Немногим лучше обстояло дело и с численностью русских армий. По расчётам генерал-квартирмейстера Толя (ему по долгу службы надо было вести учёт живых душ в армии), под Смоленском, где соединились две русские армии, число воинов (с учётом того, что в них вливались гарнизоны и пополнения) должно было составить 150 тысяч, но в действительности оказалось 113 тысяч. К Бородино Барклай и Багратион, пополняясь, сумели подвести боеспособную армию числом 120 тысяч человек, не расплескав её в тяжёлом тысячекилометровом отступлении.
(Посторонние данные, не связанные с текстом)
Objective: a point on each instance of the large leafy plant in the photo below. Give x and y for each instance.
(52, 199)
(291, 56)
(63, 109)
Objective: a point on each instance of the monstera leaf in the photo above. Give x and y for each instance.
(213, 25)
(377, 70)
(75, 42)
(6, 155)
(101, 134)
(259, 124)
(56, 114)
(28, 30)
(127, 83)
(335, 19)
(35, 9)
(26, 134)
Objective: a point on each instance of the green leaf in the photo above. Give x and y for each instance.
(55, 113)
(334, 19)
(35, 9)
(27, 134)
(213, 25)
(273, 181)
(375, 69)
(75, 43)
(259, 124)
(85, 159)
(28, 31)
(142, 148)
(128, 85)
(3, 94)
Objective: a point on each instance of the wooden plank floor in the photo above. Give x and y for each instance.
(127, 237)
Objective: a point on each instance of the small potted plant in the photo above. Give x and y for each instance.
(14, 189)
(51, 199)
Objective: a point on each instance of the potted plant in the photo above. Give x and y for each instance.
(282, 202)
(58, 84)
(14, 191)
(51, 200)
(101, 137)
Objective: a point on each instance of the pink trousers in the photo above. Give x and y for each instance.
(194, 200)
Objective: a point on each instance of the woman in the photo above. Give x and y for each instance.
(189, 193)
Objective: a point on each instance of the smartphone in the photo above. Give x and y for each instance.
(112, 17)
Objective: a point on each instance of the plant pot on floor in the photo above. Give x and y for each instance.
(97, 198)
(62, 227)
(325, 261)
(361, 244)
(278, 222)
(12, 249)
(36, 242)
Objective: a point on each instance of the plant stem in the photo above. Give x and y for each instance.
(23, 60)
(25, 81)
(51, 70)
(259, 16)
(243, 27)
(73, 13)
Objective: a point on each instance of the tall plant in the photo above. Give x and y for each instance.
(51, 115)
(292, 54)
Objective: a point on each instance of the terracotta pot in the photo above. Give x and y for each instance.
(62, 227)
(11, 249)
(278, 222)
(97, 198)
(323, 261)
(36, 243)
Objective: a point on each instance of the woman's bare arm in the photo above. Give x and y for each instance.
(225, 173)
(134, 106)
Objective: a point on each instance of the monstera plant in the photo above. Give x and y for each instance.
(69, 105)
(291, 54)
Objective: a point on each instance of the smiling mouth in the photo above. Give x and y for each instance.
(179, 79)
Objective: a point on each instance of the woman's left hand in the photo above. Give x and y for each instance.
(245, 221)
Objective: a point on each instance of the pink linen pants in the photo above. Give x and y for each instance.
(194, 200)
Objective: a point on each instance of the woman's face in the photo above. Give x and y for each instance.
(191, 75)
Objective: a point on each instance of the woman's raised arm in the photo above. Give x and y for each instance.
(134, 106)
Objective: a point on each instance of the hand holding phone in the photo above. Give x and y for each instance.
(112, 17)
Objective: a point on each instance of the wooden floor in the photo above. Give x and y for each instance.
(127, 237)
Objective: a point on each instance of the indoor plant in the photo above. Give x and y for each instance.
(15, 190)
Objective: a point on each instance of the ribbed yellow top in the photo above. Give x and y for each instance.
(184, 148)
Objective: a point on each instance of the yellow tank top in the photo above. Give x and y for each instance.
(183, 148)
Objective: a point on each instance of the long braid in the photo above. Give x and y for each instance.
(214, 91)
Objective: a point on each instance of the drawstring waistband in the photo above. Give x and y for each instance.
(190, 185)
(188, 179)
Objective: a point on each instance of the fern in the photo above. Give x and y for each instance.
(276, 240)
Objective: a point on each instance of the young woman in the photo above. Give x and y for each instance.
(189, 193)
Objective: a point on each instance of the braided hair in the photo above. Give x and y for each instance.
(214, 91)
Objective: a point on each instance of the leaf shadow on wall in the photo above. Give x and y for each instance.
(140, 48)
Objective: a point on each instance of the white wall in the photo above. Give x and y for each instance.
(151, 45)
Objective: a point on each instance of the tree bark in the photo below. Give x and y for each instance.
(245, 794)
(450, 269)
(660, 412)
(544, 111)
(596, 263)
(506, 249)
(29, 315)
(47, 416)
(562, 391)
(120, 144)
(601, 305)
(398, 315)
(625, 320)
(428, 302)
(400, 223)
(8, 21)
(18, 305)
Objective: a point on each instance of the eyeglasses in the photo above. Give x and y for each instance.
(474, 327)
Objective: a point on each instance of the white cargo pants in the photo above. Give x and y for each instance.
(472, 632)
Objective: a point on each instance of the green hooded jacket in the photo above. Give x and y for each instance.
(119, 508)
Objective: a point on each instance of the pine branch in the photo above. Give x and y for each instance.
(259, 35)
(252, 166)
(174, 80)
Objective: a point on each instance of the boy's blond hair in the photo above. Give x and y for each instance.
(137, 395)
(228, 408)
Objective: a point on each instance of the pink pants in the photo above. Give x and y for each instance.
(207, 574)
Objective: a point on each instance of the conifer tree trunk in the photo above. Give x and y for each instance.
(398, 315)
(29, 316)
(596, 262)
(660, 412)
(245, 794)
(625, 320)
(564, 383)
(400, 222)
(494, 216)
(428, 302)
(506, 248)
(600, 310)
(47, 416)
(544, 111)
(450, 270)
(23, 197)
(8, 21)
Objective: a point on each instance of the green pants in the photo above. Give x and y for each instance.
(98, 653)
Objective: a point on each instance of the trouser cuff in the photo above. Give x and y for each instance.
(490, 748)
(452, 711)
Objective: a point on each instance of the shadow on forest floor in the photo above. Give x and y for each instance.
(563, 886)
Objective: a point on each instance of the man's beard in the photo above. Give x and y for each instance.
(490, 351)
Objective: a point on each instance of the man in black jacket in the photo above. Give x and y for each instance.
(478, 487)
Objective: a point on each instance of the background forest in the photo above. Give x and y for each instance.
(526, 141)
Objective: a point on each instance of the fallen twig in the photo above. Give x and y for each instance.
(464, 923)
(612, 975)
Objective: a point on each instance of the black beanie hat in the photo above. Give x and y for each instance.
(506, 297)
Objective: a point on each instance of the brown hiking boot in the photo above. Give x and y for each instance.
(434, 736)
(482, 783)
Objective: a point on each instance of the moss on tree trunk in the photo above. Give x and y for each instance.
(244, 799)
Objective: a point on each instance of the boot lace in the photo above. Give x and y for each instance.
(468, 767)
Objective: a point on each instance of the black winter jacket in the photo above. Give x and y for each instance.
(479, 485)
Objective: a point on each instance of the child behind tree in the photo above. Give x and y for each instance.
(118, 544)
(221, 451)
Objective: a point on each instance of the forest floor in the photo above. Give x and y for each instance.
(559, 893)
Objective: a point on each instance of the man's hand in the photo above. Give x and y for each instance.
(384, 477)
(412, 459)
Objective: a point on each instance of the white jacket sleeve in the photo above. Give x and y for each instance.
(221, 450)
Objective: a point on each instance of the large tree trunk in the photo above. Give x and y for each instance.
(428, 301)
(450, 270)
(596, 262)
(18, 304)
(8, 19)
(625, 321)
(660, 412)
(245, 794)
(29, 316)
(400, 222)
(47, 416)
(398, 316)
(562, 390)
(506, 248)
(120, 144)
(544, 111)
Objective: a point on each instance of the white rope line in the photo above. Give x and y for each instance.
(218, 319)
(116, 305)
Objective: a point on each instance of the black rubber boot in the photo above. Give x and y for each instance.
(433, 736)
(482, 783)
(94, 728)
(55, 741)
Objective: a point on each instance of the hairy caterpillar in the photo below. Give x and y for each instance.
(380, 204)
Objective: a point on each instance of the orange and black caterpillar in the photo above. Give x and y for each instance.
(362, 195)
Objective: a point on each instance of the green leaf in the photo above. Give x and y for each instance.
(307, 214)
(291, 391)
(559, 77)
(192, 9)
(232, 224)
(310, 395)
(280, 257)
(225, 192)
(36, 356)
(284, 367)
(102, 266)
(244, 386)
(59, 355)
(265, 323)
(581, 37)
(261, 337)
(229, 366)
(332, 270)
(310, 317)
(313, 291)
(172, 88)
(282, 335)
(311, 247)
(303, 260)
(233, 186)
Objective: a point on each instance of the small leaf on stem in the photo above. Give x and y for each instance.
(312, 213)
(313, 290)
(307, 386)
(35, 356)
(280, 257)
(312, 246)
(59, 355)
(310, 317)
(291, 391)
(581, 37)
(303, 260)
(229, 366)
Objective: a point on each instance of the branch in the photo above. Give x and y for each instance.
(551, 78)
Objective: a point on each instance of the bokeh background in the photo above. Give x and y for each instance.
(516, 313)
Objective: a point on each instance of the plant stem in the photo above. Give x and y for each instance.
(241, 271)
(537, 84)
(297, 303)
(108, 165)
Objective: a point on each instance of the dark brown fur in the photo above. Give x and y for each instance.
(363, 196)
О Бородинском сражении написаны монбланы исторической и художественной литературы, потому нет резона их даже вкратце пересказывать. Обращу внимание лишь на некоторые моменты, на которые не сильно педалируют историки, поющие аллилуйю светлейшему князю.

Расстановка корпусов и в целом занимаемые позиции русской армии на Бородинском поле были настолько странными, что породили немало версий по поводу планов Кутузова на это генеральное сражение. Правый фланг русской обороны оседлал новую Смоленскую дорогу, ведущую к Москве. С севера он был защищён сравнительно широкой Москва-рекой, фронт русских корпусов находился на высоком обрывистом правом берегу речки Колоча. С юга правый фланг ограждал от остальной армии длинный и глубокий овраг, через который невозможно было перебрасывать артиллерию, и для кавалерии он был изрядным препятствием. Именно на правом фланге своих войск Кутузов и сосредоточил основную массу войск.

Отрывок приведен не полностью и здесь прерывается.